魚塘邊草叢的音箱裏播放的依稀是那首流行歌曲《我是一隻魚》,輕柔而舒緩,與池塘的清水、水邊的翠竹、竹林中嘰嘰喳喳的小鳥似乎融於一體。
樓一凡坐在魚塘邊,靜靜地想著心事。
不可否認,程亮挑選的這個地方確實花了點心思,單說這室外的音樂,估計就不是一般的釣魚山莊能夠想到的。樓一凡沒有釣魚的愛好,可實在架不住程亮軟磨硬泡。程亮說,私車私款的,能有什麼事呀?兄弟不過是看你心情不好,陪你去散散心,你還擺起架子了,不把我當兄弟。
話都說到這份上,再不答應,便是他樓一凡不夠兄弟了。
這些日子,樓一凡的心情確實是糟透了。
不久前,也是一個朋友,不是程亮,約樓一凡去吃飯。
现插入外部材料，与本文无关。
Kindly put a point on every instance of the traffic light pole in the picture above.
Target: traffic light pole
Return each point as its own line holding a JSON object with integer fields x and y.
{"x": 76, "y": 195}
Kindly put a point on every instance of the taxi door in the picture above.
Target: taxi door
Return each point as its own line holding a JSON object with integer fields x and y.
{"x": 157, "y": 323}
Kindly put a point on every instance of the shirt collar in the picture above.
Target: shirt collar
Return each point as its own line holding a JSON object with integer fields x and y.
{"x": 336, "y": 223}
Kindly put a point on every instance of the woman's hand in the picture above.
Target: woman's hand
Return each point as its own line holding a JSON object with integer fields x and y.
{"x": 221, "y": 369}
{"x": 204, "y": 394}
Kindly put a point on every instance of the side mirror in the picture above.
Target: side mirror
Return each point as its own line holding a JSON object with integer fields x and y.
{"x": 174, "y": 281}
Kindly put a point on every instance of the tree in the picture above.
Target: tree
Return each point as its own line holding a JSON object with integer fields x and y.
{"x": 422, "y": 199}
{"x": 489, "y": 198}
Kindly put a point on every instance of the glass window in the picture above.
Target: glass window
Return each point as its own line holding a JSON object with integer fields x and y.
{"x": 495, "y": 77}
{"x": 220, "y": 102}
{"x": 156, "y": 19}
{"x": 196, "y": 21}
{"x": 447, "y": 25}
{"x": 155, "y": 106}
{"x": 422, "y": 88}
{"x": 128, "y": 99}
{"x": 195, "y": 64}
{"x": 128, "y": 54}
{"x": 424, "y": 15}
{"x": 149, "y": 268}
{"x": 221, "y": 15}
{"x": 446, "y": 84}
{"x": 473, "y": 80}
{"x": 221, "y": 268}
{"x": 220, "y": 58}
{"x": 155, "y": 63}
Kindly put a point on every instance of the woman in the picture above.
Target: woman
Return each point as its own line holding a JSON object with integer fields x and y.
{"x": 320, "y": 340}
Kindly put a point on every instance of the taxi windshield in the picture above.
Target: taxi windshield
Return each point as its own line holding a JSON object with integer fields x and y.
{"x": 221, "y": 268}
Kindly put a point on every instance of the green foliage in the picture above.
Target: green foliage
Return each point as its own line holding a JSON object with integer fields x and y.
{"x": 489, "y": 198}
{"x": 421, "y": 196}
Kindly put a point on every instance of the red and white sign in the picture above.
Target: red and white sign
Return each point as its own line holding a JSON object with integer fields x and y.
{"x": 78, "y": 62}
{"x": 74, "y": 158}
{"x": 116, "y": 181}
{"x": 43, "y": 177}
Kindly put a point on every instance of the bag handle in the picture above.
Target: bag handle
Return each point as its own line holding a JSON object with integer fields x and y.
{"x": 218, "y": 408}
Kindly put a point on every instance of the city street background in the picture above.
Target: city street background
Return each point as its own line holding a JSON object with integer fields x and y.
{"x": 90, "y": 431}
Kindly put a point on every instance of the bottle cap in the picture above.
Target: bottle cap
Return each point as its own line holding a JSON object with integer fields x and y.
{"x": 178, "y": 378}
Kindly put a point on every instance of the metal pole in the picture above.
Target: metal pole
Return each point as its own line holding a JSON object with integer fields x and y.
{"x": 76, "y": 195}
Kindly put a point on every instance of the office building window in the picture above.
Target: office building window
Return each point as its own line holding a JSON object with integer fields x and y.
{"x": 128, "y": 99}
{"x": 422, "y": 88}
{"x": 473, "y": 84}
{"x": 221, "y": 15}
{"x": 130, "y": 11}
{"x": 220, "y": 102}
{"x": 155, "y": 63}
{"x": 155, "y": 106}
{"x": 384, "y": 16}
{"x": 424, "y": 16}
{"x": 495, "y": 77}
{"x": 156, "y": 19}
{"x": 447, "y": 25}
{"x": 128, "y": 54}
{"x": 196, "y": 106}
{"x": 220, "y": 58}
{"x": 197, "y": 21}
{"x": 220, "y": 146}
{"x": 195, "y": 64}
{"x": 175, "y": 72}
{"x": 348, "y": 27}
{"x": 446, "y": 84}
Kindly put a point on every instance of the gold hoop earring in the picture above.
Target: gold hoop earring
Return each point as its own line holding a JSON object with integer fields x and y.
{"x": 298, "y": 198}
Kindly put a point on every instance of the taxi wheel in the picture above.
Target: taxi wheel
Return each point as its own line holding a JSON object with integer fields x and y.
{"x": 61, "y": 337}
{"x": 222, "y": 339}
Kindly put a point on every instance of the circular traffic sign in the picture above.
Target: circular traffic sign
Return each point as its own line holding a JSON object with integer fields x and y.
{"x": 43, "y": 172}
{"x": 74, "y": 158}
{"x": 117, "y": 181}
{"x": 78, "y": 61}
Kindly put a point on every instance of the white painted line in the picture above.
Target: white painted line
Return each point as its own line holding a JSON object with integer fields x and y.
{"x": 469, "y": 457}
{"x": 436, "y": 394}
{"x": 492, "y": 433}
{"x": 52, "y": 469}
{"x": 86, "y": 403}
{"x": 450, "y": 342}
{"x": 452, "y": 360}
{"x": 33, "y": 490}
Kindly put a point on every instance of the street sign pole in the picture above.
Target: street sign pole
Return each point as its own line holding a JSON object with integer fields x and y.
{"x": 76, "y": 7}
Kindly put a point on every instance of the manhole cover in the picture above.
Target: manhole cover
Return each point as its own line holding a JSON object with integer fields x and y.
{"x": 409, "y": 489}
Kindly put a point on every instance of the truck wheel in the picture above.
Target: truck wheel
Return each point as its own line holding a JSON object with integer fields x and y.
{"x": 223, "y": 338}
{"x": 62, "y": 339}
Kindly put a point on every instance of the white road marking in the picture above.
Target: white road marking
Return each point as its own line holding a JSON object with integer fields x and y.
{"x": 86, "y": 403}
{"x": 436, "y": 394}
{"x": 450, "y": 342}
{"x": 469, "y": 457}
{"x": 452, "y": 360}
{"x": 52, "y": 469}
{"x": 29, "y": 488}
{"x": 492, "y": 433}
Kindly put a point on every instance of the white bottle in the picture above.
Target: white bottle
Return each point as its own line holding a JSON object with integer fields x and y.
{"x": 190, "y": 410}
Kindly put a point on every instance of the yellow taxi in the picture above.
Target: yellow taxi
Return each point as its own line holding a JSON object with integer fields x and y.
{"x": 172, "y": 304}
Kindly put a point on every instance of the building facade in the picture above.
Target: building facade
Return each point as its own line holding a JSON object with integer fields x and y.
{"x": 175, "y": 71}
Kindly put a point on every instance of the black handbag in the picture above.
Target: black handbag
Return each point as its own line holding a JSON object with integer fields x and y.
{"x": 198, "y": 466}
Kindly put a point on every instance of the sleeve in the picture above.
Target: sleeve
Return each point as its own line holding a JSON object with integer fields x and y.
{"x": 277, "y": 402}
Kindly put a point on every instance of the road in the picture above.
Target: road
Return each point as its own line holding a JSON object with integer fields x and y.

當然,不可能是樓一凡跟朋友兩個人,那也吃不出氣氛來。來的幾個都是朋友,隻是其中一個朱老板,讓樓一凡這飯吃得有些鬱悶。
朱老板是做辦公耗材生意的,而樓一凡是單位的辦公室主任。朱老板曾經到單位找過幾次樓一凡,樓一凡對朱老板說,辦公耗材采購都是走程序的,到時你報名便是。朱老板做生意也不是一天兩天了,樓一凡說的這些一點都不新鮮。
都說方桌上辦不了的事圓桌上往往事半功倍,所以朱老板不厭其煩地邀請樓一凡賞個臉吃個飯。樓一凡嘴上答應得很好,但就是不給朱老板機會。
這肯定是朱老板想出的“曲線救國”的新花招。
說實話,飯桌上樓一凡冒出過走的念頭,但當時桌上幾個都是朋友,聊得興高采烈,卻也一時下不了決心。想想也是,不過一餐飯,沒上什麼生猛海鮮,吃了就吃了,隻要不違反原則幫朱老板什麼忙就好。
讓樓一凡沒想到的是,一餐便飯,卻讓人給舉報了。一直都極為謹慎、中規中矩的樓一凡,受到了處分,這著實讓他心裏不好受。朋友打了好幾個電話,樓一凡都沒接。
樓一凡正想著心事,這時程亮拿著魚竿、餌料、撈網而來。樓一凡不會釣魚,不懂這些家夥如何擺弄。而程亮顯然是個老手,選點、打窩、上餌、下鉤,一切都幫樓一凡弄得妥妥當當。樓一凡要做的便是等魚咬鉤,揮竿將魚釣上便是。
興許是程亮的地點選得好,或者原本魚就很多,不時就會有魚兒咬鉤。可樓一凡一點經驗沒有,時機把握不準,上鉤的魚不少,釣起來的卻不多。原本就對釣魚沒多大興趣,這會兒更是興味索然。程亮倒是釣了不少,揶揄樓一凡說,你還是算了吧,到時別驚了魚,連我都釣不到了。
樓一凡一聽,突然想起什麼,跟程亮說,這釣魚的不都是高手,像這長年累月讓人釣魚的魚塘,上了鉤又跑掉的魚肯定不少,你說這魚怎麼就不長記性呢?
程亮笑著回答,這你就不懂了,聽說魚隻有短時記憶,就算是咬了鉤被鉤破了嘴,不一會兒就忘記了,隻要有餌照樣上鉤。我就經常釣到嘴上有傷的魚,顯然是曾經咬過鉤的。
這時,魚塘對麵有人跟程亮打招呼,並快步走過來。樓一凡定睛一看,來人是那個朱老板。樓一凡霎時便明白過來,很不高興,低聲問程亮,你說實話,是朱老板請客吧?程亮也有些尷尬,支吾著說,你別生氣,人家也是覺得上次那事吧,挺對不住你的,這才托我約你釣個魚。你要不願意,算我請的行了吧。
說話間朱老板已到跟前,畢恭畢敬地跟樓一凡打招呼。
樓一凡裝做沒看見,突然抬高聲調說,程亮,你剛才說魚隻有短時記憶,有多短?
程亮說,是,據說隻有七秒。
樓一凡說,這麼說魚不是很傻嗎?
程亮笑著說,誰說不是呢!
樓一凡站了起來,拍了拍身上的樹葉草根,從口袋摸出錢包,抽出幾張鈔票擱在小椅子上,然後看了看程亮,又看了看朱老板,一字一句地說,我隻想告訴你們,我不是魚。
說完,樓一凡轉身就走。
程亮跟朱老板傻了眼,麵麵相覷。